ST LOUIS, MO – April 27, 2022 – New research found that a blood biomarker test may detect Alzheimer’s disease in older adults with memory problems. In two studies published April 21 in the Journal of the American Medical Association Network Open, showed that a blood test accurately detected the protein amyloid in 81% of samples when compared with an imaging scan of the brain. Amyloid accumulates and forms clumps in the brains of Alzheimer’s disease patients. Experts say the tests are important because they would be easier, cheaper and available to more people than brain imaging scans or spinal taps which are now used to detect biological hallmarks of the disease. Alzheimer’s disease afflicts an estimated 6.5 million Americans. This blood test, which is not yet covered by Medicare or private insurers, costs $1,250.

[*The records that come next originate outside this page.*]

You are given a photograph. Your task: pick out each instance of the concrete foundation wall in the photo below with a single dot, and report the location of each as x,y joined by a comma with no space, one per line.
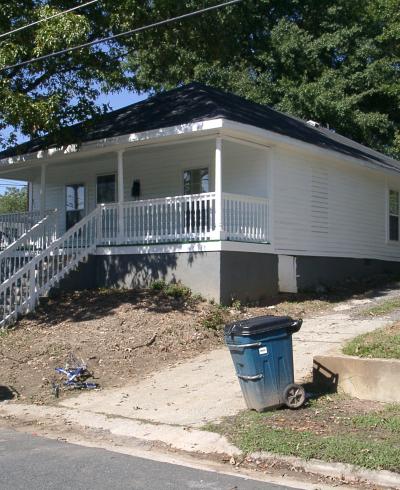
367,379
327,271
199,271
221,276
248,276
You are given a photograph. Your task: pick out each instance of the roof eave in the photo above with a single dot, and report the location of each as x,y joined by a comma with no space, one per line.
116,142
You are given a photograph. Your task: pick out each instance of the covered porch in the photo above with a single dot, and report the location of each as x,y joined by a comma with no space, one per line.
202,189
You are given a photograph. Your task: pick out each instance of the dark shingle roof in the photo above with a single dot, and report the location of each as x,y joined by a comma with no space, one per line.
196,102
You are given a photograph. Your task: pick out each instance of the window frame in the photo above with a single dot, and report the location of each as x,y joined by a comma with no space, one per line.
116,187
389,214
205,167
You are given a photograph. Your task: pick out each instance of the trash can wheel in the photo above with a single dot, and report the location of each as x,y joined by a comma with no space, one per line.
294,396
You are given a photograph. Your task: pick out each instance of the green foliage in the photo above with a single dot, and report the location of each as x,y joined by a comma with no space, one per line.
14,200
178,291
47,95
158,285
382,343
215,318
334,62
388,419
251,432
384,307
174,290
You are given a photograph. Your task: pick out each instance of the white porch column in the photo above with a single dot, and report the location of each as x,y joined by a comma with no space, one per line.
218,189
120,174
42,189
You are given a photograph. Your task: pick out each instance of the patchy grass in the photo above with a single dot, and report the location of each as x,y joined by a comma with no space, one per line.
383,343
384,308
388,419
329,429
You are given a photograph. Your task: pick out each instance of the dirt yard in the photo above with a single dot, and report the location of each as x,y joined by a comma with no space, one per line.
121,335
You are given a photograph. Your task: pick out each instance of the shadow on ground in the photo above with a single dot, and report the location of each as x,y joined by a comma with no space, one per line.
6,393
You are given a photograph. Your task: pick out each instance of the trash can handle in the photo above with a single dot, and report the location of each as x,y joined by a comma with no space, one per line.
243,346
251,378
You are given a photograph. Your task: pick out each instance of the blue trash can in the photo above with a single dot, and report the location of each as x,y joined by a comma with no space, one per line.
262,353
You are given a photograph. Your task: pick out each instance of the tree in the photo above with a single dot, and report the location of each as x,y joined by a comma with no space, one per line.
335,61
14,200
48,95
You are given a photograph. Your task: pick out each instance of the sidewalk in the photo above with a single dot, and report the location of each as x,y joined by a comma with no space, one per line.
206,388
167,409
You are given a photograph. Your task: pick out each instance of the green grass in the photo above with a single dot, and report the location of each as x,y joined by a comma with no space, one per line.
388,420
384,308
250,432
383,343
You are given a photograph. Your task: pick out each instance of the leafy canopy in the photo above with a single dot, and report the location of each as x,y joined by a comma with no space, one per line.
14,200
335,61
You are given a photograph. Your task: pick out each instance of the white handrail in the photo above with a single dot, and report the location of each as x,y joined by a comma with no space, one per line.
13,225
160,220
31,243
20,292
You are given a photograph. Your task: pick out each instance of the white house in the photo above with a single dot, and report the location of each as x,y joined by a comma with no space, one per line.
232,198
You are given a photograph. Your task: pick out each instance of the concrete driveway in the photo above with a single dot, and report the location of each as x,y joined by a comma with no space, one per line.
206,388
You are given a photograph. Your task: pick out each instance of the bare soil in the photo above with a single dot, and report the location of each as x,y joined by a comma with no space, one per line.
121,335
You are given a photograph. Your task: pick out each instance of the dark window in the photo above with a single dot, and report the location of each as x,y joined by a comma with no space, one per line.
393,215
74,204
195,181
105,189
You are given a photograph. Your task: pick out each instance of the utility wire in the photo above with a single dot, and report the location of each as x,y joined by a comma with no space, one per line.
47,18
115,36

Blood tests represent “a very early start to a new era of diagnosis for Alzheimer’s disease,” said Doctor Stephen Salloway, a professor of neurology and psychiatry at Brown University who directs a memory and aging program at Butler Hospital in Providence, Rhode Island. “I see them as being transformative for Alzheimer’s, because once we validate them a little bit further, and hopefully get coverage for them, we can use them both to screen for clinical trials and to screen for treatment.”
It is hope that a blood test would be a biomarker that would detect early Alzheimer’s disease, informing individuals of their risk years before memory and thinking problems occur, and measure the effectiveness of treatment for early disease too. Researchers and drug companies have spent hundreds of millions of dollars over the past two decades on the theory that drugs clearing amyloid from the brain could slow memory decline.